Publication Abstract

The objective of this work was to develop a two stage, semi-automated sample extraction/clean up procedure for marine biota and sediments sample containing the brominated flame retardant (BFR), hexabromocyclododecane (HBCD). Tetrabromobisphenol-A (TBBP-A), an environmentally relevant, high volume BFR was also included in this work as little additional effort was required.  The main aims of the method development and refinement exercises were to (1) control interfering sample matrix effects during the electrospray ionisation stage of ion trap mass spectrometric (IT-MS) detection and (2) increase method sensitivity and reduce sample turnaround times using state-of-the-art, ultra performance liquid chromatography (UPLC™) coupled to triple quadrupole, mass spectrometric (MS/MS) detection.

 

The initial stage involved the development of a highly automated normal-phase (NP-) high performance liquid chromatography (HPLC) extract clean up methodology.  For this, standard solutions of HBCD were injected onto a preparative amino-propyl (NH2-) LC column, and eluant fractions were analysed by LC-IT-MS (liquid chromatography coupled to ion trap mass spectrometry).  The optimum conditions for the elution of HBCD were successfully established using an n-hexane:ethyl acetate gradient, with a run time of 34 min/sample.
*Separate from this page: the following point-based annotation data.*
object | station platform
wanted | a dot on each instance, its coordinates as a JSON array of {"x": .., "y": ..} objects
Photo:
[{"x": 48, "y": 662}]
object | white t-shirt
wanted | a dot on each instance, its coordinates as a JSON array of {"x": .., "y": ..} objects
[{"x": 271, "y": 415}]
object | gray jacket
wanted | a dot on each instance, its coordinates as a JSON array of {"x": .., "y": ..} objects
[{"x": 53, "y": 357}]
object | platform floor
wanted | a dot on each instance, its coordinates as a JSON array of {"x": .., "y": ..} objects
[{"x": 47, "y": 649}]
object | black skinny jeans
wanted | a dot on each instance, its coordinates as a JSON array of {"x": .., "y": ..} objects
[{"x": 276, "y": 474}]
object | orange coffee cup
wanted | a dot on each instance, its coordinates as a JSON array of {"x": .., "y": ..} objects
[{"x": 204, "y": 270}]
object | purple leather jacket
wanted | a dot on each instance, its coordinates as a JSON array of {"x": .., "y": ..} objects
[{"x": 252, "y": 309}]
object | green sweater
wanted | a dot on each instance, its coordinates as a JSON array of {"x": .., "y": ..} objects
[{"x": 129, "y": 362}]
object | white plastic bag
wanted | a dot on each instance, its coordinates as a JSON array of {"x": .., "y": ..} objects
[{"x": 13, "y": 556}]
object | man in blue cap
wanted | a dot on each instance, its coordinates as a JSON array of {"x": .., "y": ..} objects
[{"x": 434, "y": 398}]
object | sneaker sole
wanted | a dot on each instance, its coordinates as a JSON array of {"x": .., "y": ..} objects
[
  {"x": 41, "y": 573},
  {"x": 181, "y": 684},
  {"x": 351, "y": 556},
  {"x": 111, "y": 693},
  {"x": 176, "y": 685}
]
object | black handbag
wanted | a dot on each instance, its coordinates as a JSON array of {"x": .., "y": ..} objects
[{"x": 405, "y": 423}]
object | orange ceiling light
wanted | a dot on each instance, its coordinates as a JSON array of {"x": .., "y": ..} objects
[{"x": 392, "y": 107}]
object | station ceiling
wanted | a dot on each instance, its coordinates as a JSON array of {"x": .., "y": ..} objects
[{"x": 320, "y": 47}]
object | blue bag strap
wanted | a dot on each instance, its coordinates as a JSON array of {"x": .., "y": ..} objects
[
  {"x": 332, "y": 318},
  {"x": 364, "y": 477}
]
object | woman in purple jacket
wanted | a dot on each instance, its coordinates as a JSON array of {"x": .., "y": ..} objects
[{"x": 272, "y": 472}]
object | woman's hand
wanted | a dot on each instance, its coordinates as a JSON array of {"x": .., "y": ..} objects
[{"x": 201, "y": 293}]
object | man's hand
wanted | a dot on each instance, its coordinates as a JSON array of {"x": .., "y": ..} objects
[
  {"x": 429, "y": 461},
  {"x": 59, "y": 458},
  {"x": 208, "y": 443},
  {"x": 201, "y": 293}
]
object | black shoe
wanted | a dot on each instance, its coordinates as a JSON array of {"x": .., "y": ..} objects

In contrast, TBBP-A could not be recovered.  Additionally, an NH2-column calibration solution was developed to determine accurate HBCD fraction collection times and to assess the performance of the clean up column.

 

A simultaneous sample extraction plus cleanup step using Accelerated Solvent Extraction (ASE®) was subsequently developed.  The suitability of a published ASE® methodology with in-cell clean up (40% w/w sulphuric acid impregnated silica) and n-hexane as the extraction solvent was evaluated using HBCD and TBBP-A standard solutions.  The results were satisfactory for HBCD, but unfortunately TBBP-A was not recovered.  The ASE® methodology was subsequently applied to an in-house laboratory reference material (LRM) using cod muscle spiked with HBCD (20.89 µg/kg) and TBBP-A (19.95 µg/kg).  The absolute recoveries for ΣHBCD were slightly low (60%) although repeatability was acceptable (±13%), while TBBP-A was not recovered.  A second, more polar extraction solvent (n-hexane:ethyl acetate [95:5 v/v]) was also assessed in an attempt to improve TBBP-A recovery. Whilst small recoveries of TBBP-A were observed (34±19%), the recovery of HBCD was significantly impacted and was reduced to 28±3%.  The application of the NP-HPLC clean up after ASE® resulted in improved HBCD recoveries for both n-hexane (66±7%) and n-hexane:ethyl acetate [95:5 v/v] (40±6%) extraction solvents. This was only statistically significant (P<0.05) for the latter.  This suggests that the NP-HPLC step is effective at removing co-extracted sample matrix that cause suppression effects during LC-IT-MS analysis. The combination of ASE® with in-cell clean-up followed by automated NP-HPLC clean-up is promising in terms of significantly shortening analysis time and staff effort, and therefore in reducing analytical costs. The approach has also demonstrated a reduction in potentially inhibiting suppression effects during LC-IT-MS analysis.

 

The LC-IT-MS analysis time was reduced from 40 to 7 min by transferring the method to a ‘fast’, ultra performance liquid chromatography method (UPLC™) with triple quadrupole mass spectrometric detection (MS/MS). This represented an approximately 80% reduction in sample turnaround time and efficiency gains in terms of solvent and gas consumption, and energy costs. After optimization of UPLC and MS instrumental parameters, linearity of detection for HBCDs and TBBP-A were shown to be acceptable and over a range of 0.5 to 200 ng/mL although baseline separation between α- and β-HBCD was not achieved.